Tel est en abrégé ce système moderne, né peu à peu, sans qu’on sache comment, si compliqué en apparence, si net au fond, si logique, si conséquent, comptant à peine trois siècles d’existence depuis son établissement complet et définitif, mais si bien établi et fondant son empire sur un assentiment tellement unanime, qu’on le dirait sorti de la nature des choses et du principe même de la sonorité. Il n’en est rien, comme on vient de le voir : c’est une convention, mais une convention que les nations de l’Europe moderne ont toutes acceptée, quelque diverses que soient d’ailleurs leurs aptitudes musicales.
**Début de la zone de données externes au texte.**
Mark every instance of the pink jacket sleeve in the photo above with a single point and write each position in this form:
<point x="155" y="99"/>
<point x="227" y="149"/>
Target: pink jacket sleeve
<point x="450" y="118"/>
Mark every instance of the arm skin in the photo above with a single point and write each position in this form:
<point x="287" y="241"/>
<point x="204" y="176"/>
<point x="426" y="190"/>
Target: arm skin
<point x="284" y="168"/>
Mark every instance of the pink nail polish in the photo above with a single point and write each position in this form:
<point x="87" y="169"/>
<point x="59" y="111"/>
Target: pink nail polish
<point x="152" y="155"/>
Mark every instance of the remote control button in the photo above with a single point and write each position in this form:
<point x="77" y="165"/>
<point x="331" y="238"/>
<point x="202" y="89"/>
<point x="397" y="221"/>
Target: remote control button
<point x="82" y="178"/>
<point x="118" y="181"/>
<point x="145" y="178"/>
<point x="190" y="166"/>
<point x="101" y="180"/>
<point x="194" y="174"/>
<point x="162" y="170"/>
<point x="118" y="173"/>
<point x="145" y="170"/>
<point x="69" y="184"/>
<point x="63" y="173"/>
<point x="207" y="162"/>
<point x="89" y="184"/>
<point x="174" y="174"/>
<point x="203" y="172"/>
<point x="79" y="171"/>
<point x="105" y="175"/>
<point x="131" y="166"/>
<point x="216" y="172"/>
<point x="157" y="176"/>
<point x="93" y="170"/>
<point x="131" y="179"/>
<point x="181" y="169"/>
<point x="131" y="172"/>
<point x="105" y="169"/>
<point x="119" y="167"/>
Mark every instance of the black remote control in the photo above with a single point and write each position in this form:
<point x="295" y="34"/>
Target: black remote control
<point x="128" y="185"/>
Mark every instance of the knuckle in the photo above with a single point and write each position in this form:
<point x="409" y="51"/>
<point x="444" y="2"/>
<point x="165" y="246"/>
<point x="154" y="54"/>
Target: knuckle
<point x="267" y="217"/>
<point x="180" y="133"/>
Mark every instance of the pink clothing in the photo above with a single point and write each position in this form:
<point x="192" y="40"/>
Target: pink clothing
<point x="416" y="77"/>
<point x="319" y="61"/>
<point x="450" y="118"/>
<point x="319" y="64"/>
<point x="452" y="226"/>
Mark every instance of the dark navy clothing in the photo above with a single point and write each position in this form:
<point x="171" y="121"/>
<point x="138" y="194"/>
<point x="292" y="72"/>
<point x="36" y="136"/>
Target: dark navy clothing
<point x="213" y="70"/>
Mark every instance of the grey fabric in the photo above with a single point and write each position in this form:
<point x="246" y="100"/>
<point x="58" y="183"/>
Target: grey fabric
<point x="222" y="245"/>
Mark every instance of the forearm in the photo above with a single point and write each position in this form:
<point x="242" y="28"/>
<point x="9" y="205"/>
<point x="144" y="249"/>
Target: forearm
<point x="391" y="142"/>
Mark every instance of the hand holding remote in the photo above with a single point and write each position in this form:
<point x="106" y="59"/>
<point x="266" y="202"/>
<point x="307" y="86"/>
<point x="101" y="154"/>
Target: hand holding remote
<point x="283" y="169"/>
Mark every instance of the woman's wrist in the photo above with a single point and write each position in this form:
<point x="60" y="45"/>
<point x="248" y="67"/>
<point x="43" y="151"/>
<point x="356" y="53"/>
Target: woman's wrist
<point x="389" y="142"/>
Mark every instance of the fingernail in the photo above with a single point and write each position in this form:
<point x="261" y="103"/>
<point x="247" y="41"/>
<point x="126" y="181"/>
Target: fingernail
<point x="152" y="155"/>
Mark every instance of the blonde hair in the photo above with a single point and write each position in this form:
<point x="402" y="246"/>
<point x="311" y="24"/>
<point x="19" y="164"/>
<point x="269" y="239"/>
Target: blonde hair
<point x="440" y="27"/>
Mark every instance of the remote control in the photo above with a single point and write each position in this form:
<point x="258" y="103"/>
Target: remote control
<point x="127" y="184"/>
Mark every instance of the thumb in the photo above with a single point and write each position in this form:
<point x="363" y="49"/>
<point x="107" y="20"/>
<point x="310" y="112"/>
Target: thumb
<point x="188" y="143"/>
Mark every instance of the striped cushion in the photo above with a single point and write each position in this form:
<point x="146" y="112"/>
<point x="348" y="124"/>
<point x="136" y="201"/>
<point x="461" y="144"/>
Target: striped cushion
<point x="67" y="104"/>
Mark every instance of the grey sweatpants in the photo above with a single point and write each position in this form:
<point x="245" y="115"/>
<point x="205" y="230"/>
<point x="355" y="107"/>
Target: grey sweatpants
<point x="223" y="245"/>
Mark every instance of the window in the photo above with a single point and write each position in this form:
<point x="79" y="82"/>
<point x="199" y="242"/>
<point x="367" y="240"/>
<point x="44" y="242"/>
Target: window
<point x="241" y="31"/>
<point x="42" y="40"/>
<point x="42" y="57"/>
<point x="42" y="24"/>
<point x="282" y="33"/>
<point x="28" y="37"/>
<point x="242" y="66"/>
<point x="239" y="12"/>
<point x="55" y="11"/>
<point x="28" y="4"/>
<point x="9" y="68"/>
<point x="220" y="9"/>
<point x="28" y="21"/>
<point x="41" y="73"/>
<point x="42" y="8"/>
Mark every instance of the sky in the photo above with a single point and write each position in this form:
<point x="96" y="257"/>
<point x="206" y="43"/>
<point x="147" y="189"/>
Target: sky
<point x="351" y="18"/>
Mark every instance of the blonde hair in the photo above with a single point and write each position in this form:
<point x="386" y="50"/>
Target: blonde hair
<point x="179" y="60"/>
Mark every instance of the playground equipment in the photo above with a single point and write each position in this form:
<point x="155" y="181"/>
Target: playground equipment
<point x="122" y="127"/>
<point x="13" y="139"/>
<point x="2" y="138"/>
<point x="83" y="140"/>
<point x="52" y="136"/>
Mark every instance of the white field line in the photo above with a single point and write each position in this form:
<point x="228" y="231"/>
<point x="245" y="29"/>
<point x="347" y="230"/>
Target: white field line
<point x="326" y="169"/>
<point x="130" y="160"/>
Aussi vous avez beau distinguer, et avec grande raison, la musique italienne de la musique allemande, l’espagnole, la russe, l’anglaise, la française, vous avez beau trouver entre elles d’incontestables différences, dès qu’il s’agit de tonalité, ces différences disparaissent ; vous n’avez plus qu’un seul peuple en Europe : la même loi tonale y commande partout[1].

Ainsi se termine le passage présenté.